John Bason, ABF’s finance director, says Primark achieves its low prices thanks to sleek logistics, a meagre marketing budget and its scale, which helps win bargains from suppliers. The company withstands tiny margins, making its money on volume. It has bet successfully that demand for clothes is as elastic as the waistband in a pair of plus-size sweatpants: the cheaper they are, the more shoppers buy of them. It is also benefiting from the “Instagram effect”, in which fashion-conscious young consumers post snaps of themselves wearing another new outfit on social media.

“Consumers shop at Primark differently than they shop at a lot of retailers,” says Bernstein’s Jamie Merriman. “It’s almost like shopping at a Costco,”—which sells buckets of peanuts and vats of detergent—“where you’re thinking about it in terms of volume.” H&M sells an annual average of £3,400-worth of clothes per square metre in Britain, according to Bernstein. Primark sells £5,300-worth.

There are a few threats to this model. Primark may find, as Tesco has recently done, that breaking into America is no walkover for foreign retailers. Two markets that appear so similar may prove to have unexpected differences. Indeed, Target, a once-soaring American retailer of clothes and other goods, has recently had to retreat from Canada on discovering that its formula just didn’t fly north of the border.

Then again, Primark’s ultra-cheap prices could prove as tempting in the United States as they are elsewhere. The same young Americans who have flocked to Forever 21, another seller of affordable, trendy gear, may now come rushing to Primark. An early sampling of Primark’s American product line-up showed that goods were 22% cheaper than similar fare at Forever 21.

Another possible problem is Primark’s online business, or lack of it. Its prices are too low to justify the shipping costs of e-commerce. If consumers in America and elsewhere switch in large numbers to buying clothes through, say, social networks and messaging services, Primark might get left behind.
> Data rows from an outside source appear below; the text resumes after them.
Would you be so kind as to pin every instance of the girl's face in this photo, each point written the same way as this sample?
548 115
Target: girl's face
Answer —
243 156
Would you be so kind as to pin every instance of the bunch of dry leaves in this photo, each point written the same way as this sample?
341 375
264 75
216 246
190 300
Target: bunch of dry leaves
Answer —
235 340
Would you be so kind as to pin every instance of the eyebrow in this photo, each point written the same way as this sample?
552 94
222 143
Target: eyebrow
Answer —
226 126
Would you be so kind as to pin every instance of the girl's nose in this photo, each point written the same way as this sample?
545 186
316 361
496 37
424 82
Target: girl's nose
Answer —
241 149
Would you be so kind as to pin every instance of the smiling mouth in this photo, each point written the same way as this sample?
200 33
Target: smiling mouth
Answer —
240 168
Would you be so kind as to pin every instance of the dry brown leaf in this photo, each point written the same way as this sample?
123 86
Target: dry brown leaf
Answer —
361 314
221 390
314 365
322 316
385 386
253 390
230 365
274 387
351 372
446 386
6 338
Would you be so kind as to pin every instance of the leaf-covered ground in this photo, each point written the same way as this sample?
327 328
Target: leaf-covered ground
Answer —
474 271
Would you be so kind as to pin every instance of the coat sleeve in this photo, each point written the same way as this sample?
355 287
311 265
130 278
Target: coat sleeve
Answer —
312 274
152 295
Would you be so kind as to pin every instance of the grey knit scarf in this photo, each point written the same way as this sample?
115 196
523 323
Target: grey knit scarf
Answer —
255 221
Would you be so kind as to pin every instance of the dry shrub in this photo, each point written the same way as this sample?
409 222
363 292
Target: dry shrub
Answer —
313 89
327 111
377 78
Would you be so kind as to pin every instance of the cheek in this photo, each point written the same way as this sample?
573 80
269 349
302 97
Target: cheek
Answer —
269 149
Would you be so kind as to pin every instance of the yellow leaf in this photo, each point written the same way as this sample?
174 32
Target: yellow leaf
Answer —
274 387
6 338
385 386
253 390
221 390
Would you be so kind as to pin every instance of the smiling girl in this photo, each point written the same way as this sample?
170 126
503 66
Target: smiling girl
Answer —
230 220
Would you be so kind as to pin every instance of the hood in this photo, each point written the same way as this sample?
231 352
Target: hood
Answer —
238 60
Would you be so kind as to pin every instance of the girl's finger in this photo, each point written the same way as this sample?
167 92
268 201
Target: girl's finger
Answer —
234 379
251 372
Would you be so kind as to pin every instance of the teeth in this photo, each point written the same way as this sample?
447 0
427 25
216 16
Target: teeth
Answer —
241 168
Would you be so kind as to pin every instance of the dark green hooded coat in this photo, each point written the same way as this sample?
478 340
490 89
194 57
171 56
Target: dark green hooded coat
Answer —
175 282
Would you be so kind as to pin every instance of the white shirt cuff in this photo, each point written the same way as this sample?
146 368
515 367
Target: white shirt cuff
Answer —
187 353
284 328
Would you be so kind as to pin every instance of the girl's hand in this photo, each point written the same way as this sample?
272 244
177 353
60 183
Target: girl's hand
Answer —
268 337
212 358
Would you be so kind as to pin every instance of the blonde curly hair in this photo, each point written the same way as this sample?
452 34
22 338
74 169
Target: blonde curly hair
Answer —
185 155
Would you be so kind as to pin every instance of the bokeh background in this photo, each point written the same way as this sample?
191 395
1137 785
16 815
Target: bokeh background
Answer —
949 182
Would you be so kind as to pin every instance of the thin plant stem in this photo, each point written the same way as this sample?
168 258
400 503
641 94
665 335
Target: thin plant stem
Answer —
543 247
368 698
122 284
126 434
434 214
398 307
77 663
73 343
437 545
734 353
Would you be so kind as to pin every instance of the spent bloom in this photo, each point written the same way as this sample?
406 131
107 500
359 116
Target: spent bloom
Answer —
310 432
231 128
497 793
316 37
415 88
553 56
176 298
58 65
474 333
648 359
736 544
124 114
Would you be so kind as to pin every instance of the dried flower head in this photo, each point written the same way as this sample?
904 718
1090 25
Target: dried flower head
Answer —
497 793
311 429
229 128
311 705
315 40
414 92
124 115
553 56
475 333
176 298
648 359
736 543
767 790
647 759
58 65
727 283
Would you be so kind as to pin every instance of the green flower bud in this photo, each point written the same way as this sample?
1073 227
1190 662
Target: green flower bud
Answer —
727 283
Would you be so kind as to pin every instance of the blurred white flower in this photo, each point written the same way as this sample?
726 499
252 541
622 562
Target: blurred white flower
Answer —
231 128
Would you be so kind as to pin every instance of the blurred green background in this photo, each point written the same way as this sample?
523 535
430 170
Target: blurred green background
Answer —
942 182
Other concerns pose a challenge not just to Primark but to its peers too. A culture of disposable fashion rattles environmentalists. Americans threw away 11.1m tonnes of clothes and shoes in 2013.

That amounts to 4.4% of the country’s rubbish, more than twice the share in 1990. Just as worrying are the conditions in which cheap clothes are made. In 2013 more than 1,100 people were crushed when a factory complex collapsed in Bangladesh. The victims included workers stitching clothes for Primark. The company has paid $14m to victims’ families. It is one of many firms to have signed an agreement to promote safety at textile factories.

The sad truth, however, is that most consumers soon forgot about the tragedy. In 2014, the year after the factory collapse, Primark’s sales jumped by more than 20%. It will take some stopping.